Employers and HR leaders want to know that the tools they put the time and resources into selecting are actually being used and improving the lives of their employees. That’s why we’re currently tracking several important points of engagement, from sign-up and utilization rates to more high-value analytics like the topics of searches people are using our product for (routine care, major surgery, etc.)
All of this data will inform how Amino thinks about growth in two main ways: 1) adding to its suite of healthcare consumer tools and 2) further unpacking the healthcare black box with deeper transparency. We hope the metrics we collect over time will help us improve our offerings so they align even more closely with what employees and employees want and need, as well as identify the areas of our data that need improvement.
Why was SXSW an important stage for Amino?

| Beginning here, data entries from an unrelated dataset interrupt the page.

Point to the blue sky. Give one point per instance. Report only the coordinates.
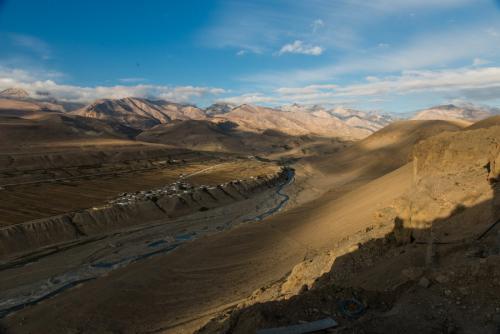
(392, 55)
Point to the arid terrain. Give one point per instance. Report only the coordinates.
(146, 216)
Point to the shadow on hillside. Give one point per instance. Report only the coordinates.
(398, 280)
(228, 137)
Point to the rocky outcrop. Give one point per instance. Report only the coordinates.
(455, 178)
(100, 220)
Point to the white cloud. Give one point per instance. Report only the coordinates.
(301, 48)
(468, 83)
(42, 84)
(479, 62)
(317, 24)
(433, 50)
(31, 43)
(131, 80)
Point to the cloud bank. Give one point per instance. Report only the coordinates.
(43, 85)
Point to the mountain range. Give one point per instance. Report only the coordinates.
(131, 116)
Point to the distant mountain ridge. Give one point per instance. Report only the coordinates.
(14, 93)
(295, 119)
(465, 111)
(139, 113)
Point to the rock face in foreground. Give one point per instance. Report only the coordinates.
(98, 220)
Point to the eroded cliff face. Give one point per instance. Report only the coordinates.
(455, 178)
(139, 210)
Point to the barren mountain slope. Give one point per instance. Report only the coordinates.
(452, 112)
(138, 113)
(254, 118)
(214, 273)
(37, 128)
(14, 93)
(433, 264)
(225, 136)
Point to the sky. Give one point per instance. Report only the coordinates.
(390, 55)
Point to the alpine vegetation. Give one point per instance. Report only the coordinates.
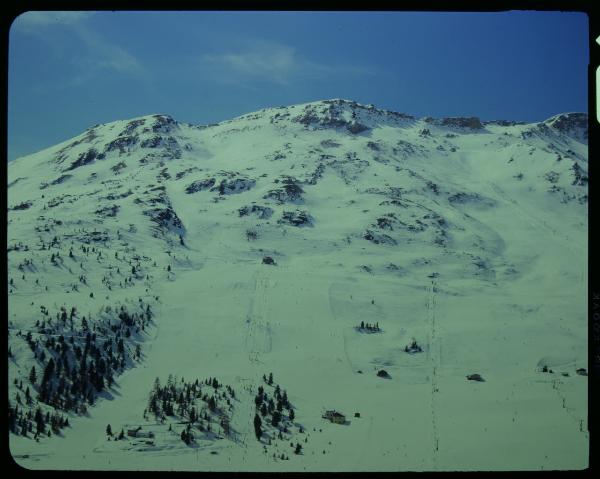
(319, 287)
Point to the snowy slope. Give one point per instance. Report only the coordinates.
(469, 237)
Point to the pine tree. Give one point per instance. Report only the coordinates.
(48, 372)
(276, 418)
(257, 426)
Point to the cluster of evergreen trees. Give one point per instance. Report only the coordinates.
(371, 328)
(272, 406)
(26, 422)
(77, 358)
(179, 399)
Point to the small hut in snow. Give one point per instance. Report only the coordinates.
(334, 416)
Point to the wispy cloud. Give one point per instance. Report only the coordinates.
(101, 55)
(270, 61)
(32, 20)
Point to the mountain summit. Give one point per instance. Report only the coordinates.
(379, 265)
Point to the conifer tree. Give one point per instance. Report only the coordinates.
(257, 426)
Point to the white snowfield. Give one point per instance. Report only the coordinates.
(468, 237)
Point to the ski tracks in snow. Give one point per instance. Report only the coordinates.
(258, 336)
(434, 358)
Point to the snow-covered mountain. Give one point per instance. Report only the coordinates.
(323, 243)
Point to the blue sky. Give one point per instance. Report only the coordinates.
(71, 70)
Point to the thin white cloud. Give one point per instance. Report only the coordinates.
(105, 55)
(32, 20)
(101, 54)
(270, 61)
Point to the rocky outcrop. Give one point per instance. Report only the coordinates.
(200, 185)
(296, 218)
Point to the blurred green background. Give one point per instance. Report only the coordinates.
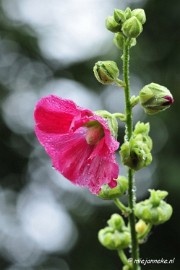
(50, 47)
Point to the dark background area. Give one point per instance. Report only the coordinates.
(24, 71)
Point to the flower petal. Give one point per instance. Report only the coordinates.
(54, 115)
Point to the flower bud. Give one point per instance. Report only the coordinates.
(106, 72)
(132, 28)
(112, 25)
(141, 227)
(136, 153)
(154, 210)
(114, 240)
(116, 235)
(127, 267)
(111, 120)
(133, 42)
(119, 40)
(108, 193)
(128, 13)
(155, 98)
(119, 15)
(116, 222)
(140, 15)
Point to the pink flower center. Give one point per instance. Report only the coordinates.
(94, 133)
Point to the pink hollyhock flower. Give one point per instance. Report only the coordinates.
(78, 141)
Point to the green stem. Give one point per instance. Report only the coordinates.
(129, 130)
(123, 258)
(145, 233)
(122, 207)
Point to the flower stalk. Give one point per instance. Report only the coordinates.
(129, 130)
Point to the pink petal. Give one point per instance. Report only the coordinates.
(54, 115)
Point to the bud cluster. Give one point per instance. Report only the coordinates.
(155, 98)
(154, 210)
(116, 235)
(126, 24)
(108, 193)
(136, 153)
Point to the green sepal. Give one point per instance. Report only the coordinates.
(106, 72)
(116, 235)
(154, 210)
(132, 28)
(112, 25)
(108, 193)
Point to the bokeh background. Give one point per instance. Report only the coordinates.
(47, 47)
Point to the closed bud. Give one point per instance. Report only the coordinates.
(106, 72)
(119, 40)
(132, 28)
(108, 193)
(116, 222)
(114, 240)
(128, 13)
(136, 153)
(119, 15)
(127, 267)
(111, 120)
(116, 235)
(140, 15)
(154, 210)
(155, 98)
(112, 25)
(133, 42)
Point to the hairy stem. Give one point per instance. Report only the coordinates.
(129, 130)
(123, 258)
(125, 210)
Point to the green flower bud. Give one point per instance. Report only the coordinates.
(106, 72)
(111, 120)
(140, 15)
(116, 235)
(108, 193)
(127, 267)
(119, 16)
(135, 154)
(112, 25)
(128, 13)
(119, 40)
(154, 210)
(132, 28)
(141, 128)
(155, 98)
(116, 222)
(134, 100)
(133, 42)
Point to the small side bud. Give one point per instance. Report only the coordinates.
(112, 25)
(119, 40)
(128, 13)
(134, 100)
(107, 193)
(111, 121)
(116, 222)
(116, 235)
(154, 210)
(140, 15)
(132, 28)
(136, 153)
(106, 72)
(119, 16)
(155, 98)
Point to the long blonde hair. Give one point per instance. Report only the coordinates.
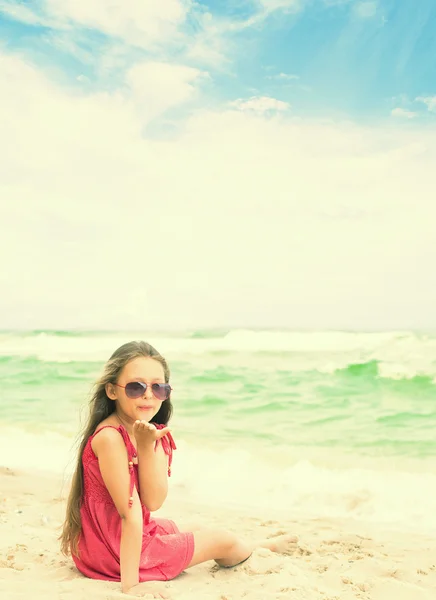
(100, 408)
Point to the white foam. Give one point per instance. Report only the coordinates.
(400, 354)
(236, 478)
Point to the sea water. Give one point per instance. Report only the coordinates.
(312, 424)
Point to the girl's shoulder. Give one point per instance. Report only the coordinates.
(109, 432)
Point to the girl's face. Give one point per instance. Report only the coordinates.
(143, 369)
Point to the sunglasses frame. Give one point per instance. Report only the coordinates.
(145, 387)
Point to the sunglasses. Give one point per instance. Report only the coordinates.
(136, 389)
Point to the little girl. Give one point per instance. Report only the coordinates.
(122, 475)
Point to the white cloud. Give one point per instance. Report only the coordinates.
(237, 219)
(429, 101)
(135, 21)
(157, 86)
(25, 14)
(366, 9)
(284, 77)
(271, 5)
(261, 104)
(402, 113)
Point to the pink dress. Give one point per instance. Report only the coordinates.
(166, 552)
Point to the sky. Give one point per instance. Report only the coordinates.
(181, 164)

SXSW is a meeting of the brightest minds in arts, science, culture, and all the spaces in between. So it’s a great opportunity to speak to and pressure test thoughts with consumers who are passionate about design-focused, innovative products and ideas.
We participated in a panel last year called “Why Aren’t We Shopping for Healthcare?” and loved the experience, so we were thrilled to be part of a panel this year alongside Costs of Care, a nonprofit focused on driving better care at a lower cost. In our panel, we educated people about new avenues for increasing awareness about healthcare costs and harm, starting with a conversation with your doctor. Not only that, but hopefully everyone who attended our panel came away understanding how they could use Amino and Costs of Care to make that an actionable concept versus an abstract one.